The name is Italian. Music terminology. From the beginning, start over, play it again. Someone thought about that before they put it above the door.

What to Order in Da Capo The Piano Bar Thamel

Da Capo The Piano Bar Thamel

You are here for the drinks. And the bartender is the one person in the room you should be listening to. Da Capo carries a full cocktail menu, local and imported spirits, NPR 1,200 to 2,000 depending on what you're drinking. Just tell him you don't know and mean it.

The Blooming Boozie came first, hibiscus-based, smooth in a way that catches you off guard, and it was gone before I'd properly registered drinking it. Then the Umami. Gin, clarified basil, clarified tomato, which is a sentence that should make you nervous and somehow doesn't. It tastes nothing like any of those ingredients individually and entirely like itself, which is a trick very few drinks manage. Both are house exclusives. Both are the reason I came back a second time without telling anyone I was going.

There is no kitchen, no bar snacks, nothing to pick at while you drink. Outside food from the restaurants nearby is welcome, and nobody at Da CapoThe Piano Bat, Thamel, makes it strange or looks at your takeaway bag like it owes them something.
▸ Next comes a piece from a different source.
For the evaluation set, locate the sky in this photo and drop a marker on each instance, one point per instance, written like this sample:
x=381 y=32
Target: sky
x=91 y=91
An honest policy from a bar that has figured out what it's actually good at and had the good sense to stop there.

 

The Service and the Nights That Matter

Da Capo The Piano Bar Thamel

Live piano plays every Wednesday and Friday from the evening until around midnight, when the DJ steps in and carries it through to 5am for whoever is still standing and not ready to call it. The owners, Surjani, Himal and Bishal, are in the room on those nights. You feel it without being entirely able to explain why, the way you always feel it when the people who built something are still genuinely invested in how it runs.

The whole thing started with Surjani sitting in a small piano bar in Paris, not on business, just living, and thinking: “Why doesn't Kathmandu have this?” She came home and built it. I keep coming back to the Paris thing.

The bartender I can't say much more about except that he was good, properly good, the second time around too. That's usually where places lose me. Da Capo didn't. Best cocktail bar in Thamel. I'll stand behind that. Go on a Friday. Trust the bartender. Get there early enough to see the art piece before the drinks do their work on you. You'll want the before and after.